After reading ‘Killing the Cat’ by Scott Galloway, I couldn’t resist diving into the debate myself. Galloway makes a strong point, but Jaguar’s rebrand shows what happens when style takes priority over substance.
“Scott’s Jaguar piece hits the mark—there’s a lesson here for every marketer and every company, B2B included.”
For those unfamiliar, Jaguar—once synonymous with British elegance, speed, and luxury—recently tried to redefine itself with a full-on rebrand. What did they deliver? A pink concept EV showcased at Art Basel Miami (that will never go into production), a forgettable new logo, and a campaign called “Copy Nothing” that, ironically, feels as generic as ever. As Scott puts it, this is the “all chip, no salsa” launch of the year—attention-grabbing, yes, but at the cost of eroding their core brand equity.
Tata Motors, which owns Jaguar, is winding down their existing car lineup to prepare for an all-electric luxury reboot, targeting an ultra-high-end market. Their new models, priced at around $400K, won’t hit the market for a year, so in the meantime, they’ve dismantled Jaguar’s greatest assets: its heritage, its promise of power and beauty, and its iconic “leaping cat” logo.
Scott calls this out brilliantly: “To take the greatest visual metaphor in automotive history and kill it is to destroy shareholder value.” He goes further to argue that Jaguar’s problem has always been products that couldn’t live up to the brand’s promise—an issue no flashy rebrand can fix.
Here’s where this resonates for me, and where the story feels so familiar.
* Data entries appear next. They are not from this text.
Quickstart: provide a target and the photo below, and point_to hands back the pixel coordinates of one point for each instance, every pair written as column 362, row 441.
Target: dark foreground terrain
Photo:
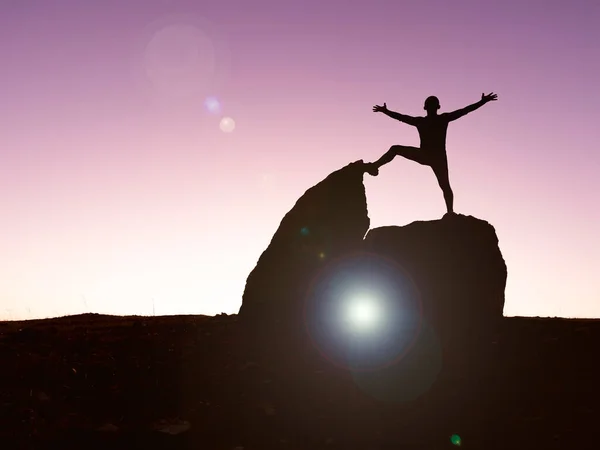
column 95, row 381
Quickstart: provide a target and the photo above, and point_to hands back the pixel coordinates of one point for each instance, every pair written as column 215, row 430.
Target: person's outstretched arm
column 466, row 110
column 394, row 115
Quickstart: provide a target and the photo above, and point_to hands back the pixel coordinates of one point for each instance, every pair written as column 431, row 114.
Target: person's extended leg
column 412, row 153
column 440, row 169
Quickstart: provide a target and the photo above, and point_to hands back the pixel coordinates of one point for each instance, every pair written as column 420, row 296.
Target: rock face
column 455, row 262
column 327, row 221
column 458, row 268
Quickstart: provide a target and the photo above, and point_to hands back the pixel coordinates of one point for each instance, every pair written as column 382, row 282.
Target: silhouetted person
column 432, row 131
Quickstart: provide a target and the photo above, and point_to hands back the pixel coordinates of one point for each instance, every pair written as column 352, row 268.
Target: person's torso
column 432, row 131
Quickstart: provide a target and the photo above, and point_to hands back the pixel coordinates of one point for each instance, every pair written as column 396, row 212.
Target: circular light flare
column 180, row 60
column 363, row 314
column 227, row 125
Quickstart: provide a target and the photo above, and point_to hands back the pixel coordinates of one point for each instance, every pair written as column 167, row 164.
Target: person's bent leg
column 441, row 172
column 412, row 153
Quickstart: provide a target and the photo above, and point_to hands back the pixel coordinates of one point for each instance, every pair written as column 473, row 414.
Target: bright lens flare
column 363, row 313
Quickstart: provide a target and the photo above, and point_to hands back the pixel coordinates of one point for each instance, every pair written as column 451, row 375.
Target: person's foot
column 372, row 169
column 450, row 214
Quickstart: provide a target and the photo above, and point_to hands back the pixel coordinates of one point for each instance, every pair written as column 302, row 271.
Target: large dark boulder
column 454, row 264
column 329, row 220
column 457, row 266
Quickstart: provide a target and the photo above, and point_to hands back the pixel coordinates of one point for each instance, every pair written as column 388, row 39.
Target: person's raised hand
column 378, row 108
column 489, row 98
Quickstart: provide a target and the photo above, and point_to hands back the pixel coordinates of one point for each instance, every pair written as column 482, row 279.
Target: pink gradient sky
column 120, row 194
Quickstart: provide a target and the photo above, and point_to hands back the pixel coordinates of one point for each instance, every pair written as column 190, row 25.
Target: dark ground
column 63, row 379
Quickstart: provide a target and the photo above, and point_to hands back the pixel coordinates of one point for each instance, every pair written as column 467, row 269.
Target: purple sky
column 119, row 192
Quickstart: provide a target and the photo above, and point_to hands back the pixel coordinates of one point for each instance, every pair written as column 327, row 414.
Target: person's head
column 432, row 104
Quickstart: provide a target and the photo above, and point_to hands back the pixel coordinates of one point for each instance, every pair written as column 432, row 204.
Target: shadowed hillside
column 391, row 340
column 65, row 380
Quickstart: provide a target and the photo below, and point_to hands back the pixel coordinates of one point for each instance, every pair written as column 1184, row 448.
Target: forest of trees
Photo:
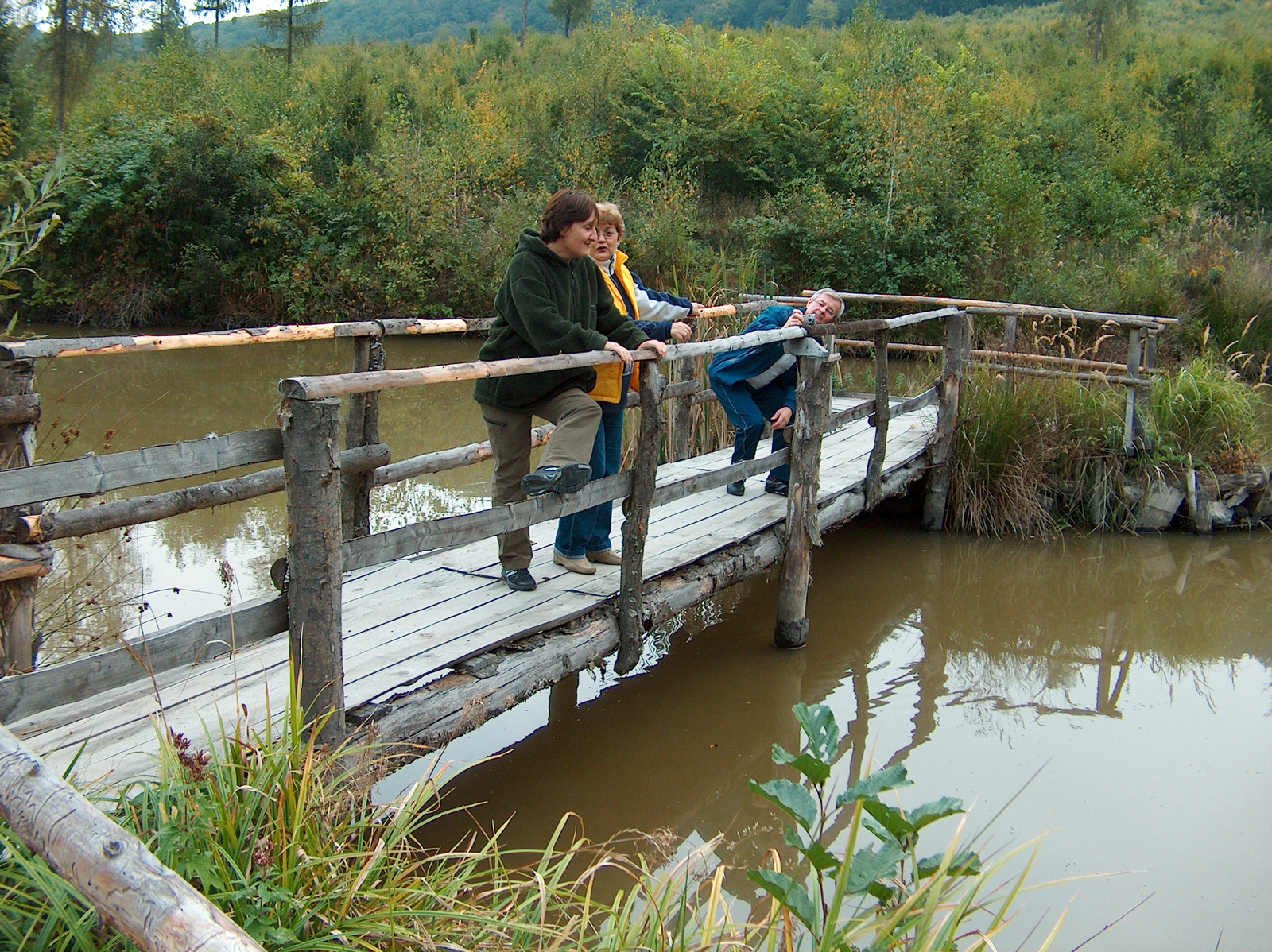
column 989, row 154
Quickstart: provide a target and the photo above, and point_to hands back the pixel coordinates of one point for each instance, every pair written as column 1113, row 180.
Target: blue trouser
column 750, row 411
column 589, row 530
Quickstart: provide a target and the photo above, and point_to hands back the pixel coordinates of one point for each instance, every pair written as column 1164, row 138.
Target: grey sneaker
column 556, row 479
column 519, row 580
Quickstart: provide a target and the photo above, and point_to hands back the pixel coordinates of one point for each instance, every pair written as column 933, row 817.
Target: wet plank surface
column 410, row 621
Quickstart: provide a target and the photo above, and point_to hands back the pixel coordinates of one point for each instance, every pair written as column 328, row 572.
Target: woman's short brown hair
column 608, row 214
column 563, row 210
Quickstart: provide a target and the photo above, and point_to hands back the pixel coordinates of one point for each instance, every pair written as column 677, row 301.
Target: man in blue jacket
column 756, row 385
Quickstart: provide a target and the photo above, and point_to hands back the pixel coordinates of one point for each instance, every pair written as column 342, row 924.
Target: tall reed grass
column 290, row 842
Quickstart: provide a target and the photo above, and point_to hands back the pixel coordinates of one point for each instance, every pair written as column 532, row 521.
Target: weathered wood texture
column 133, row 892
column 190, row 644
column 280, row 333
column 149, row 509
column 22, row 408
column 1002, row 308
column 631, row 633
column 92, row 474
column 362, row 428
column 958, row 342
column 311, row 444
column 458, row 703
column 21, row 570
column 312, row 388
column 812, row 408
column 874, row 470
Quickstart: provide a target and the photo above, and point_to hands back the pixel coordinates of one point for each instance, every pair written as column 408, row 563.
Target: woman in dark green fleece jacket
column 553, row 300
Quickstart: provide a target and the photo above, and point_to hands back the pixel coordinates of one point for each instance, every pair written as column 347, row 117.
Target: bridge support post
column 631, row 627
column 19, row 642
column 812, row 409
column 879, row 420
column 311, row 464
column 958, row 343
column 362, row 428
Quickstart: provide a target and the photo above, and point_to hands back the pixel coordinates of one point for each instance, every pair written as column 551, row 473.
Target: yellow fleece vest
column 610, row 377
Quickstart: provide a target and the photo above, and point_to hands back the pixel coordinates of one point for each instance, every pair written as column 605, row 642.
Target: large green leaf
column 890, row 818
column 964, row 863
column 937, row 810
column 869, row 866
column 786, row 892
column 887, row 780
column 813, row 768
column 820, row 729
column 792, row 799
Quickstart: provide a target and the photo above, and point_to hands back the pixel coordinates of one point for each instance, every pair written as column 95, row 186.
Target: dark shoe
column 519, row 580
column 557, row 479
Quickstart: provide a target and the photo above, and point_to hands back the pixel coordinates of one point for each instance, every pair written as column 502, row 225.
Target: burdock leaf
column 792, row 799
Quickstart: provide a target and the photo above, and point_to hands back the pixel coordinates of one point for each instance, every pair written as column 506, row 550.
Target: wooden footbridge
column 413, row 628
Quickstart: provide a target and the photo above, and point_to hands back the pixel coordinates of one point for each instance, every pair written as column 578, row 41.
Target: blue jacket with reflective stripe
column 735, row 366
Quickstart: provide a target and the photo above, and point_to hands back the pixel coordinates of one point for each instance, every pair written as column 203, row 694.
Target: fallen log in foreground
column 463, row 701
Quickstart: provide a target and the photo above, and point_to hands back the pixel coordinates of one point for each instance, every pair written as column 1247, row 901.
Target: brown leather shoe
column 580, row 566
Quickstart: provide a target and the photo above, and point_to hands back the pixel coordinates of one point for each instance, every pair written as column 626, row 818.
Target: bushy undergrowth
column 1034, row 455
column 979, row 155
column 286, row 838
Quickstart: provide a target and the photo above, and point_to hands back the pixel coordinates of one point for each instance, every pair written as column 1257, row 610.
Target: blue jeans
column 589, row 530
column 748, row 411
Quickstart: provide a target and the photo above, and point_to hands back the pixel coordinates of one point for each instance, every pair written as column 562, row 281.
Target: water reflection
column 1134, row 671
column 157, row 575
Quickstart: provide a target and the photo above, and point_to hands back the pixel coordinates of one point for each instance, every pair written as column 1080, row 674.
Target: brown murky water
column 1134, row 674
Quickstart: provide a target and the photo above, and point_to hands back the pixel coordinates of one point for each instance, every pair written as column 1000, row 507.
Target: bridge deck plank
column 409, row 621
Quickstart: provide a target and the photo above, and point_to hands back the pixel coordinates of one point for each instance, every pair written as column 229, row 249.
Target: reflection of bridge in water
column 377, row 621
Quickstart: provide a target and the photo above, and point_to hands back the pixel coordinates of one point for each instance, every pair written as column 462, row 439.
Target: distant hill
column 423, row 21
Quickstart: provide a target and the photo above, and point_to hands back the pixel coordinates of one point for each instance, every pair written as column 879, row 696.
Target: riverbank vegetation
column 290, row 841
column 979, row 154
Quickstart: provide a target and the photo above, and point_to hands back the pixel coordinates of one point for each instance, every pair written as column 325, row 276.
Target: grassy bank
column 1034, row 457
column 288, row 839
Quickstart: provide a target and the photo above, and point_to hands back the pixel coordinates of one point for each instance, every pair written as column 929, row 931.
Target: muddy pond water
column 1131, row 678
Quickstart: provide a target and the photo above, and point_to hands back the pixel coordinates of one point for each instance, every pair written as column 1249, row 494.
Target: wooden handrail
column 279, row 333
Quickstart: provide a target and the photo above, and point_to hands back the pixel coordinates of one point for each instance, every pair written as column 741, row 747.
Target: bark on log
column 812, row 407
column 149, row 509
column 19, row 575
column 883, row 412
column 311, row 460
column 458, row 703
column 636, row 524
column 133, row 892
column 958, row 342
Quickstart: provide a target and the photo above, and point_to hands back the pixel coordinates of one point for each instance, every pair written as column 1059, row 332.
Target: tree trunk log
column 812, row 408
column 311, row 447
column 133, row 892
column 958, row 343
column 631, row 631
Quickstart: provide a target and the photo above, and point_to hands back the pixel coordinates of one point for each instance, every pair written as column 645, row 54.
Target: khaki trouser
column 576, row 417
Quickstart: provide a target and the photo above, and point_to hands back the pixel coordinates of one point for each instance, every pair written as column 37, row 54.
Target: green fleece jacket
column 547, row 307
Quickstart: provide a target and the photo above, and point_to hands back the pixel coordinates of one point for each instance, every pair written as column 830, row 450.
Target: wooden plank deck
column 410, row 621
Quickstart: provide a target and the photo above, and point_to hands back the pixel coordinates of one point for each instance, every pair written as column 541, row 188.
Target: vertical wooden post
column 362, row 428
column 958, row 343
column 311, row 463
column 1132, row 428
column 682, row 408
column 883, row 412
column 19, row 644
column 631, row 628
column 805, row 434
Back in my days at M-Systems, under the leadership of the brilliant entrepreneur Dov Moran, we were changing the game with innovations like the DiskOnKey (the world’s first USB flash drive). Around the same time, we watched Kodak—a market leader in film photography—completely miss the digital revolution. Kodak invented the first digital camera in the 1970s but clung to its legacy product: film. They didn’t recognize the winds of change, and by the time they reacted, it was too late. They had the technology, but not the courage to reimagine themselves for a digital future.
Jaguar is running the risk of becoming the next Kodak—a brand so focused on superficial reinvention that it loses sight of the core: creating a product people actually want and need. Instead of leaning into its strengths—British design, engineering heritage, and timeless luxury—it has abandoned them for short-term attention and marketing gimmicks.
Scott’s point about the shift in marketing holds true across industries, including B2B:
For decades, brands could “win” by building emotional stories around mediocre products. Today, that era is gone. Audiences—whether car buyers or B2B decision-makers—are savvier, armed with tools to evaluate products instantly. Trust comes not from your logo or your tagline but from what you deliver.
In B2B marketing, I see the same missteps. Companies invest heavily in new websites, flashy campaigns, or rebrands while ignoring product gaps, customer experience issues, or the real value they need to deliver. It’s like Jaguar spending millions on a “Copy Nothing” campaign while showing up with… nothing.
The lesson here is simple:
- Lean into your differentiators.
- Double down on what makes your brand authentic.
- Fix the product and experience first.
As Scott said, “No one ever saved a company with a new logo.” Whether you’re marketing a $400K luxury car or an enterprise SaaS product, branding isn’t a band-aid. It’s a magnifier—and it works best when the foundation is solid.
Don’t be Jaguar. And don’t be Kodak. Be the brand that reinvents itself from the inside out.